Aims: To compare OGTT-derived estimates of β-cell function between youth and adults with impaired glucose tolerance (IGT) or recently diagnosed type 2 diabetes after treatment discontinuation in RISE.

Methods: Youth (n = 89) and adults (n = 132) were randomized to 3 months glargine followed by 9 months metformin (G/M) or 12 months metformin (MET). Insulin sensitivity and β-cell responses were estimated from 3-hour OGTTs over 21 months. Linear mixed models tested for differences by time and age group within each treatment arm.

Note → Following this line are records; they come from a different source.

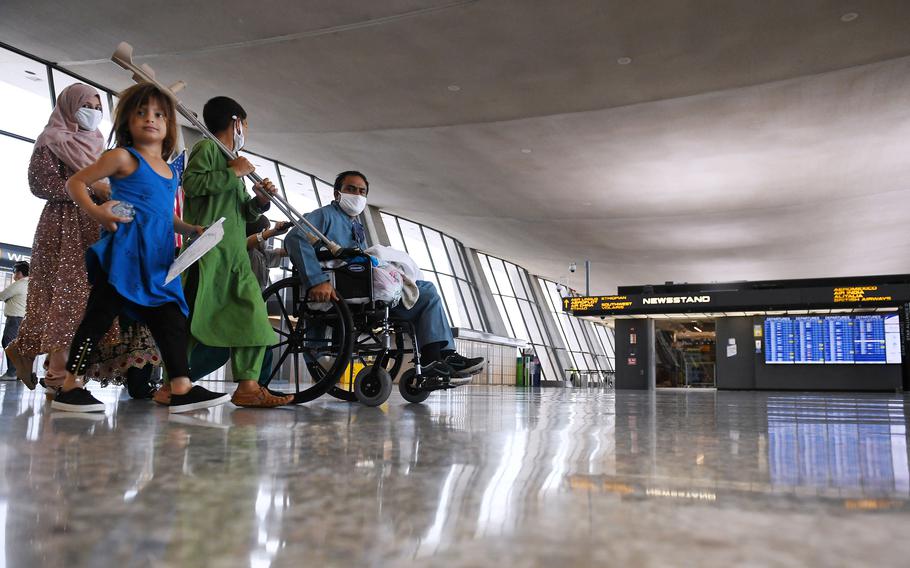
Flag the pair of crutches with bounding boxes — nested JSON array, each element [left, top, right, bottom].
[[111, 41, 346, 257]]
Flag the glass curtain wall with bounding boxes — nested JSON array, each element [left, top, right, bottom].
[[478, 253, 564, 381], [537, 278, 616, 371], [380, 212, 489, 331]]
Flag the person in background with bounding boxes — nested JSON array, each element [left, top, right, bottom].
[[0, 261, 29, 377], [284, 171, 484, 385], [6, 83, 158, 399], [246, 215, 294, 289], [176, 97, 294, 408], [51, 83, 224, 413], [6, 83, 111, 396]]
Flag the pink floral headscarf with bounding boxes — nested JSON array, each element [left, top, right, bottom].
[[35, 83, 104, 171]]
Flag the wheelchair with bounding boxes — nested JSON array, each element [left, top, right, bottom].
[[263, 254, 457, 406]]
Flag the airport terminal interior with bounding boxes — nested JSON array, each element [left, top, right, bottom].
[[0, 0, 910, 568]]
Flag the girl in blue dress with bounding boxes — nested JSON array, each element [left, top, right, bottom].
[[58, 83, 230, 412]]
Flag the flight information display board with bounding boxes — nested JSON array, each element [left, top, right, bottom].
[[764, 314, 901, 365]]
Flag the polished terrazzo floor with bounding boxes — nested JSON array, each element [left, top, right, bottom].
[[0, 382, 910, 568]]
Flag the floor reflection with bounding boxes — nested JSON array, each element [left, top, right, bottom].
[[0, 382, 910, 567]]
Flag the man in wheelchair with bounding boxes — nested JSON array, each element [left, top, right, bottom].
[[284, 171, 484, 384]]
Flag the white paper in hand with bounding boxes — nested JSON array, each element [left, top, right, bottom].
[[164, 217, 224, 284]]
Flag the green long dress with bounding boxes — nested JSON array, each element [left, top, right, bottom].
[[183, 140, 276, 352]]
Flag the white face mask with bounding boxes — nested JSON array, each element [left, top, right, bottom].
[[75, 107, 104, 131], [338, 193, 367, 217], [234, 117, 246, 152]]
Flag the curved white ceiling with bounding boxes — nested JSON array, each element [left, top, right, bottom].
[[0, 0, 910, 292]]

Results: After treatment withdrawal, HbA1c increased in both youth and adults with a larger net increase in G/M youth vs. adults at 21 months. Among youth, β-cell function decreased starting at 12 months in G/M and 15 months in MET. Among adults, β-cell function remained relatively stable although insulin secretion rates decreased in G/M at 21 months. At 21 months vs. baseline β-cell function declined to a greater extent in youth vs. adults in both the G/M and MET treatment arms.

Conclusions: After treatment withdrawal youth demonstrated progressive decline in β-cell function after stopping treatment with either G/M or MET. In contrast, β-cell function in adults remained stable despite an increase in HbA1c over time. ClinicalTrials.gov Identifier: NCT01779375 and NCT01779362 at clinical trials.gov.

Keywords: Impaired glucose tolerance; Insulin secretion; Metformin; Type 2 diabetes; Youth; β-cell function.